Let's start with the t-statistic, also known as a t-test. It is basically a measure of the difference in behavior between these two sets, between your control and treatment group, expressed in units of standard error. It is based on standard error, which accounts for the variance inherent in the data itself, so by normalizing everything by that standard error, we get some measure of the change in behavior between these two groups that takes that variance into account.
The way to interpret a t-statistic is that a high t-value means there's probably a real difference between these two sets, whereas a low t-value means not so much difference. You have to decide what's a threshold that you're willing to accept? The sign of the t-statistic will tell you if it's a positive or negative change.
If you're comparing your control to your treatment group and you end up with a negative t-statistic, that implies that this is a bad change. You ultimate want the absolute value of that t-statistic to be large. How large a value of t-statistic is considered large? Well, that's debatable. We'll look at some examples shortly.

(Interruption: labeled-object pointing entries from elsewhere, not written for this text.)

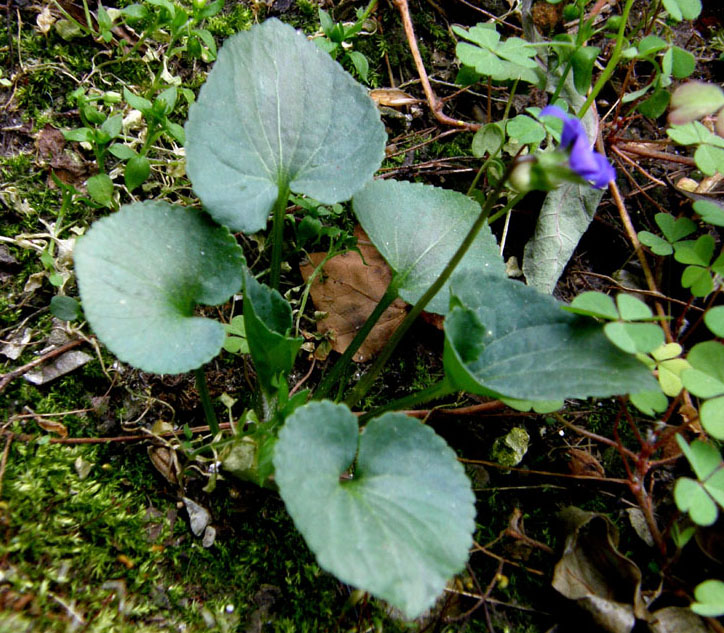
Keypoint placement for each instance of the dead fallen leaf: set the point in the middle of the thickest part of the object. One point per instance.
(62, 365)
(165, 462)
(676, 620)
(592, 571)
(348, 291)
(392, 97)
(52, 426)
(45, 20)
(582, 463)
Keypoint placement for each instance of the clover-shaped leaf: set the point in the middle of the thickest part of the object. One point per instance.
(711, 212)
(429, 225)
(277, 113)
(700, 497)
(141, 272)
(503, 338)
(706, 380)
(389, 511)
(512, 58)
(693, 100)
(709, 599)
(630, 337)
(673, 230)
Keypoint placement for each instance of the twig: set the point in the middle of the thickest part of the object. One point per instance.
(73, 441)
(6, 379)
(303, 379)
(632, 148)
(636, 166)
(3, 462)
(487, 552)
(475, 409)
(544, 473)
(433, 102)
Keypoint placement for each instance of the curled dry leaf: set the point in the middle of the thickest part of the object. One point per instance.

Now, this does assume that you have a normal distribution of behavior, and when we're talking about things like the amount people spend on a website, that's usually a decent assumption. There does tend to be a normal distribution of how much people spend.
However, there are more refined versions of t-statistics that you might want to look at for other specific situations. For example, there's something called Fisher's exact test for when you're talking about click through rates, the E-test when you're talking about transactions per user, like how many web pages do they see, and the chi-squared test, which is often relevant for when you're looking at order quantities. Sometimes you'll want to look at all of these statistics for a given experiment, and choose the one that actually fits what you're trying to do the best.